Kirribilli 'protected' from protesters

November 17, 1993
Issue 

Sarah Stephen

SYDNEY — On April 10, 250 people rallied in support of refugees in Bradfield Park, Kirribilli. Organised by the Refugee Action Coalition, the protest marked the third year that refugee-rights supporters have converged over the Easter weekend calling for an end to the politics of fear, with a focus on the treatment of refugees.

Fifty people travelled from Melbourne to be part of the lively demonstration, and others came from Adelaide and Canberra.

Before the protest began, police set up a temporary operational headquarters with mobile fencing, three generators, massive floodlights, two marquees and five portaloos.

The state government deployed close to 200 crowd-control officers, water and mounted police, the dog squad and helicopters. There were three police paddy wagons, six caged vans, a police truck, three police buses, a rescue van, nine police cars, a fire truck and an ambulance on the scene.

Protest organiser Ian Rintoul told the April 11 Melbourne Age that this was designed to "make residents here and the general public think there is some reason to be afraid of us when all we are doing here today is exercising our right to free speech in a peaceful fashion".
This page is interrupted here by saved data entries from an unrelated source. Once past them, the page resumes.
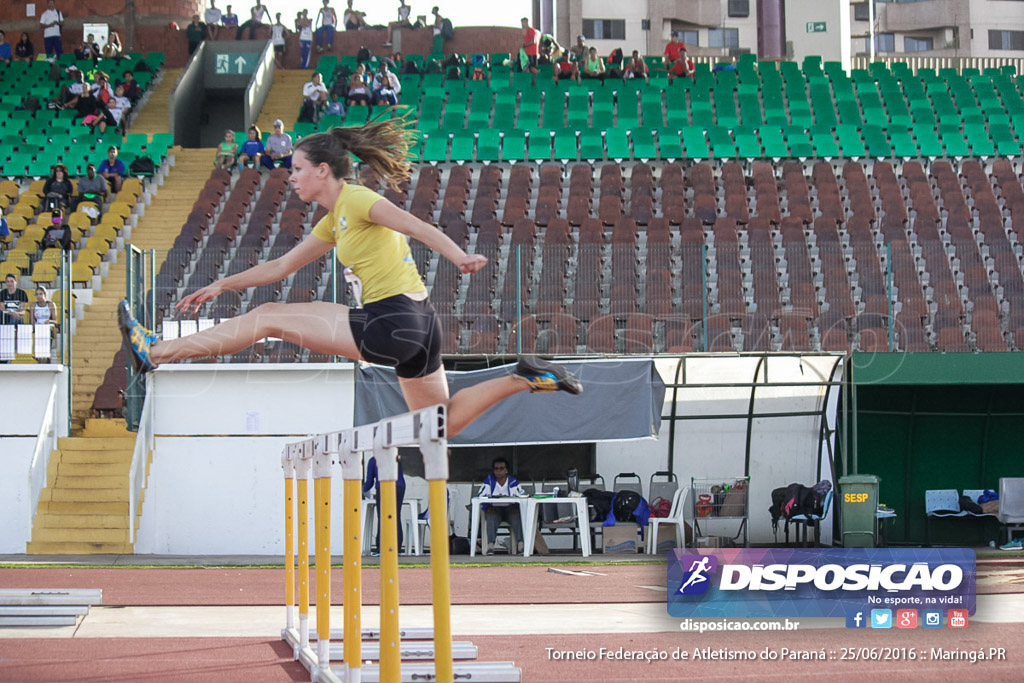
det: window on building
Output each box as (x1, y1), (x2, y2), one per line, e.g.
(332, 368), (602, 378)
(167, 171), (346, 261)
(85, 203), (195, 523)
(873, 33), (895, 52)
(583, 19), (626, 41)
(904, 36), (934, 52)
(680, 30), (699, 47)
(989, 30), (1024, 50)
(853, 3), (870, 22)
(708, 28), (740, 50)
(728, 0), (750, 18)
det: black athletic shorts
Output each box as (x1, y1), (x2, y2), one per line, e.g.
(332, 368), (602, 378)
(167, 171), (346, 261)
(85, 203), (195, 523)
(348, 294), (443, 378)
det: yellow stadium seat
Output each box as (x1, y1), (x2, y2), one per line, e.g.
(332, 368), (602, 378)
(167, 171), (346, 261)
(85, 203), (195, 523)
(121, 178), (143, 198)
(51, 289), (77, 316)
(4, 215), (27, 233)
(71, 261), (95, 286)
(0, 180), (19, 201)
(1, 252), (30, 276)
(72, 206), (98, 224)
(113, 191), (138, 209)
(85, 235), (112, 253)
(10, 204), (36, 220)
(28, 179), (46, 195)
(31, 260), (59, 285)
(19, 193), (41, 209)
(93, 224), (119, 244)
(0, 196), (10, 212)
(98, 214), (125, 233)
(40, 248), (65, 263)
(107, 202), (132, 222)
(75, 250), (102, 271)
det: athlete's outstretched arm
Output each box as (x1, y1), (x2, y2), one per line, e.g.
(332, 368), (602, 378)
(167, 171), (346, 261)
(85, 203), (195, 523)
(368, 199), (487, 275)
(176, 234), (335, 315)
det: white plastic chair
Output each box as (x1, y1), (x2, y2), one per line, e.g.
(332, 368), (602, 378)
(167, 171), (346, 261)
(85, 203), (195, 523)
(999, 478), (1024, 544)
(646, 487), (690, 554)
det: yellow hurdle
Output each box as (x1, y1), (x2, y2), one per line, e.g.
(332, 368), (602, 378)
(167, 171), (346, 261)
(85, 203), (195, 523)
(342, 476), (363, 682)
(312, 438), (333, 678)
(282, 448), (296, 640)
(296, 450), (311, 650)
(428, 478), (454, 682)
(375, 425), (403, 682)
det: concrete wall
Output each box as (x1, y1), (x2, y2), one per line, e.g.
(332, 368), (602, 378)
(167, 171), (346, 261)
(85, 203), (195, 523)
(0, 366), (69, 553)
(785, 0), (851, 65)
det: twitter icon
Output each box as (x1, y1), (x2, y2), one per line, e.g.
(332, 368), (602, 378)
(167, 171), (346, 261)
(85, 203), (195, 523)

The ridiculous deployment of police gives a lot more weight to those who have been warning that increased police powers will be used much more widely than for their stated aim of pursuing terrorists.

The Eureka and the Duyfken, two of the boats taking part in the Flotillas of Hope, which will travel to Nauru for World Refugee Day, joined the protest from the water, in view of Prime Minister John Howard's Sydney residence, Kirribilli House. They carried large banners reading "Refugees are us" and "End mandatory detention".

Some protesters held an overnight vigil in the street outside Kirribilli House, singing songs and chalking slogans on the ground.

On April 11, 100 people rallied again in Bradfield Park, this time bringing together those opposed to the Iraq war, supporters of Aboriginal rights and education activists, as well as refugee-rights supporters. They again marched to Kirribilli House.

From Green Left Weekly, April 21, 2004.